Experimental Validation of a Novel Method for Harmonic Mitigation for a Three-Phase Five-Level Cascaded H-Bridges Inverter

Abstract

In modern high-power electrical drives, the efficiency of the system is a crucial constraint. Moreover, the efficiency of power converters plays a fundamental role in modern applications requiring also a limited weight, such as the electric vehicles and novel more electric aircraft. The reduction of losses pushes for systems with a dc bus and a high number of dc/ac converters, widespread in the vehicle, not burdened by a too expensive data processing system. The purpose of this article is to concur to reduce losses by proposing an innovative selective harmonic mitigation method based on the identification of the working areas where the reference harmonics present lower amplitudes. In particular, the main objective is to find a new way to calculate the control angles in real-time operation without solving nonlinear equations, whose resolution would require expensive controllers.

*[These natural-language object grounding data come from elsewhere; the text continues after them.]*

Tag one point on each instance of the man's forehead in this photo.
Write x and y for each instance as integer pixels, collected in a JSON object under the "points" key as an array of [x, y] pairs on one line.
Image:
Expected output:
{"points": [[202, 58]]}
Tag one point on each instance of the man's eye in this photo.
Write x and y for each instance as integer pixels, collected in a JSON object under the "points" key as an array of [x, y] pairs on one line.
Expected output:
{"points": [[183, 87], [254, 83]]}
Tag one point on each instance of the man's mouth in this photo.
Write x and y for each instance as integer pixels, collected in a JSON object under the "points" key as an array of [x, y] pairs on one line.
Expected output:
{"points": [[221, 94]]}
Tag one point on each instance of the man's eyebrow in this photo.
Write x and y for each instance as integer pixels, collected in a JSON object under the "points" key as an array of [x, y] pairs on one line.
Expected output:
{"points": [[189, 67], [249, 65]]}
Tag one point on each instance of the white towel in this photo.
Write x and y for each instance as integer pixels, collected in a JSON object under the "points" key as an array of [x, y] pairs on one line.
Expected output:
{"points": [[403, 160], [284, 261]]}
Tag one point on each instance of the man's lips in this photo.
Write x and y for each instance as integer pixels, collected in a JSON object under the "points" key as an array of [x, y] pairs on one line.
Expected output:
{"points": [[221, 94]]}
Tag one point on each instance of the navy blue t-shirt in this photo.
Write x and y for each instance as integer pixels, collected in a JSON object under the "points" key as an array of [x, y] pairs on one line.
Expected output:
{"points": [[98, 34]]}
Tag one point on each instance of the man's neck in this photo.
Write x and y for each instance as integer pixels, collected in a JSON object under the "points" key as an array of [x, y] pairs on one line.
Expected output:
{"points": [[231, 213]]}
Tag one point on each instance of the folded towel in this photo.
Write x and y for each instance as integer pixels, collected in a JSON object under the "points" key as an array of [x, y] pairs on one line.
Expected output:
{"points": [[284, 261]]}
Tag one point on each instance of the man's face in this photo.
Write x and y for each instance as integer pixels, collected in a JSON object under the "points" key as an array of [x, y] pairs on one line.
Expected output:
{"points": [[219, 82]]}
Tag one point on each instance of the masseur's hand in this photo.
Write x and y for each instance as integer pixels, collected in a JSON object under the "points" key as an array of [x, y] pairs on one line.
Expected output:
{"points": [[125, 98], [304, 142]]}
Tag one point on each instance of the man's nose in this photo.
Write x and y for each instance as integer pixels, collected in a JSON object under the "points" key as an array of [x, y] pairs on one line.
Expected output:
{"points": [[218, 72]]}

Through a very simple approach, the polynomial equations, which drive the control angles, were detected for a three-phase five-level cascaded H-bridge inverter and implemented in a digital system to real-time operation with a low computational cost. As a result, a comparison between the simulation and experimental behavior is presented. In the last part of this article, a real electric machine is driven by considering the appropriate working areas and current harmonics are also evaluated.